Por M. Correia Fernandes
Cumprem-se em 19 de março de 2021 cinco anos sobre a publicação da Exortação Apostólica “Amoris Laetitia” (A alegria do amor) do Papa Francisco. Na circunstância desta efeméride, o Papa propôs em 27 de dezembro de 2020, Festa da Sagrada Família, um ano dedicado à família, reavivando as linhas de pensamento propostas nessa Exortação. É uma iniciativa que podemos aproximar de outra proposta do Papa: um ano dedicado a S. José, na linha da Carta Apostólica “Patris Corde” (Com coração de Pai).
A exortação “Amoris Laetitia” é um extenso documento, cuja leitura pode proporcionar muitas reflexões, tanto de fundamentação teológica e história como de formas de atuação prática nos contextos do pensamento atual, segundo dados psicológicos e sociológicos, e da inserção dos ideais salvíficos nos contextos da vida social de hoje. Recomenda-se, pois, a sua (re)leitura.
Com efeito, o documento papal parte da leitura dos textos e do espírito bíblico e evangélico, com uma análise atualizada das propostas da Escritura, e particularmente das diretivas paulinas sobre o tema, que analisa e explicita segundo análise exegética, fundada no alcance das palavras e atualizada nos conceitos. Edifica uma análise da realidade sociológica e dos desafios que se colocam às famílias, à sua situação atual na leitura daquela data, ressaltando os perigos do individualismo e das condições sociais do trabalho, as sensibilidades propostas por modas ocasionais, não esquecendo as “questões doutrinais, bioéticas e morais”, a influência do provisório e do efémero, a tendência para a queda demográfica que se acentua nas sociedades ocidentais, os filhos nascidos fora do matrimónio, sem esquecer os casos de problemas de deficiência física ou psicológica que constituem dificuldades para o equilíbrio familiar.
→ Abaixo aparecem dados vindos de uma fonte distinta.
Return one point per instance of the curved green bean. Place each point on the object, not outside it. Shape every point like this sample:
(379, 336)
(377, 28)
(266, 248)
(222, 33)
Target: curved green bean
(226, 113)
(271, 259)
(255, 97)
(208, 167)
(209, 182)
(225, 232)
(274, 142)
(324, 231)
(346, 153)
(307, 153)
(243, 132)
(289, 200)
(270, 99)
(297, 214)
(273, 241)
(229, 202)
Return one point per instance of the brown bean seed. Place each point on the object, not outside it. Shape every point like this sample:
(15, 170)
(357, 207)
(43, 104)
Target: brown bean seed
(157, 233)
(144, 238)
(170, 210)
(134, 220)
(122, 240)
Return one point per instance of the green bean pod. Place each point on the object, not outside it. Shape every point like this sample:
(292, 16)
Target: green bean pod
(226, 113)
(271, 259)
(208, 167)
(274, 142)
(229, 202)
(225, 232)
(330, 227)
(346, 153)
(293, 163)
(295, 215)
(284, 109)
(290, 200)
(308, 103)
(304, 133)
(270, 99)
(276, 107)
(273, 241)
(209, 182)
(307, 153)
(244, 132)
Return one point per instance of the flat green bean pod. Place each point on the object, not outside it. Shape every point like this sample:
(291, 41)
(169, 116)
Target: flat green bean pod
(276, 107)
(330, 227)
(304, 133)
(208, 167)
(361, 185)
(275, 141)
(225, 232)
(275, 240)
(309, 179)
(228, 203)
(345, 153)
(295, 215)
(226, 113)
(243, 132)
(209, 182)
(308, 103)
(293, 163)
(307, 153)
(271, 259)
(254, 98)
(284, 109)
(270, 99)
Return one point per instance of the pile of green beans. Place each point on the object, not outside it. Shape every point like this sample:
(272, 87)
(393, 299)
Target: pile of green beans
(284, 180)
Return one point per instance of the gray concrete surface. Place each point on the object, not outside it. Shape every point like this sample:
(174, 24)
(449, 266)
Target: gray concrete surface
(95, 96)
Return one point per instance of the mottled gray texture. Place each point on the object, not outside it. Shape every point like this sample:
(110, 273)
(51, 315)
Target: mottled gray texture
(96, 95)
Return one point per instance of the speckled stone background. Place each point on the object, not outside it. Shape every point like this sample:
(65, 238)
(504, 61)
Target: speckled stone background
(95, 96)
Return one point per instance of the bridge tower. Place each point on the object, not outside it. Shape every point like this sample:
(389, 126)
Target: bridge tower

Há ainda referência às questões fundamentais da educação, salientando a ação mútua do homem e da mulher na construção e no equilíbrio familiar, acrescentando uma reflexão sobre as chamadas ideologias de género. Aqui se aborda “o desafio da educação” e do esforço de e ajuda na recuperação das famílias feridas.
Neste contexto Francisco propõe uma reflexão sobre o sentido da vocação na família, segundo a proposta de Jesus, conforme o modelo de “aliança de amor e fidelidade vivida pela Sagrada Família de Nazaré”, desenvolvendo um estudo exegético e interpretativo sobre a mensagem do cap. 13 da Carta aos Coríntios, na explicitação das dinâmicas do Amor. Valoriza o amor apaixonado, a importância das emoções, a dimensão erótica do amor e a alegria da geração, da presença e educação dos filhos, e o sentido da fecundidade, da ternura, da compaixão, da presença mútua e da empatia no relacionamento e na cultura do encontro.
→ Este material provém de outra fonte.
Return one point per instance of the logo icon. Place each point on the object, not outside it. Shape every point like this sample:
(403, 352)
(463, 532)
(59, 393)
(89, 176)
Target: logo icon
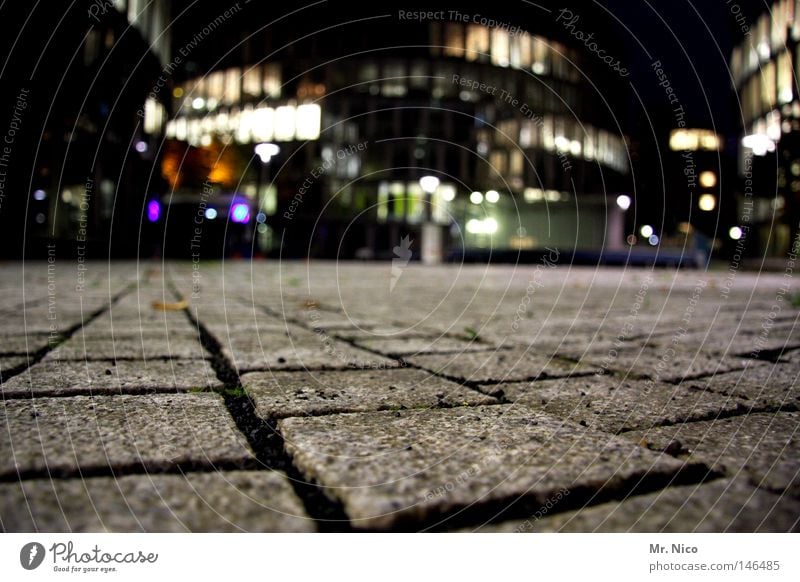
(402, 252)
(31, 555)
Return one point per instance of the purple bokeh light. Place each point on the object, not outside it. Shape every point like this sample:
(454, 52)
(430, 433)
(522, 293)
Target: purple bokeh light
(153, 211)
(240, 212)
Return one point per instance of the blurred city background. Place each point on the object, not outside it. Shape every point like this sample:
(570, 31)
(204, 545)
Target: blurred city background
(618, 134)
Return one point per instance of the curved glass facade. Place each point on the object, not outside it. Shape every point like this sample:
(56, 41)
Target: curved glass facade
(482, 109)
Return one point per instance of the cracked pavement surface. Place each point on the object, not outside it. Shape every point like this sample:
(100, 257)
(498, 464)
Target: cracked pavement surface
(294, 396)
Em perspectivas pastorais, propõe “Anunciar hoje o Evangelho da família”, valorizar e cuidar a preparação para o matrimónio, iluminar as crises, as angústias e as perplexidades; dedica um capítulo às questões da educação, apelando a um “realismo paciente”, a uma conveniente educação da sexualidade e ao sentido da transmissão da fé. O último capítulo é consagrado à espiritualidade conjugal e familiar, como forma de “amor exclusivo e libertador”, numa “espiritualidade da solicitude, da consolação e do estímulo”. Conclui com uma prece à Sagrada Família.
Talvez hoje novos parâmetros se pudessem impor, mas a amplitude temática desta mensagem e a sua segura fundamentação científica e teológica mantêm clara atualidade e pertinência nos dias que correm.
Por isso esta decisão de proclamar e promover um ano dedicado à família deve servir como mais uma proposta de dinamismo eclesial e pastoral para a nossa diocese e para a Igreja em Portugal.
Acresce que esta proposta é acompanhada pelo teor da Carta Apostólica “Patris Corde” (Com coração de Pai), datada de 8 de dezembro de 2020, e dedicada por ocasião do 150.º da Declaração de S. José como Padroeiro Universal da Igreja. Esta Declaração fora proferida pelo Papa Pio XI, no mesmo dia de 1870. Assim se associa a figura tutelar do esposo de Maria à proposta deste ano dedicado à Família. São José é apresentado como “Pai na ternura”, “Pai na obediência”, “Pai no acolhimento”, “Pai com coragem criativa”, “Pai trabalhador” e “Pai na sombra”, mas exemplar na naturalidade, dedicação e eficácia da sua presença e da sua ação. Esta mensagem completa assim o sentido da proclamação do Ano dedicado à Família.
A sua efetivação torna-se um novo estímulo para a dinâmica pastoral do Secretariado Diocesano da Família, a quem saudamos pelo seu empenhamento exemplar na valorização das famílias da nossa diocese.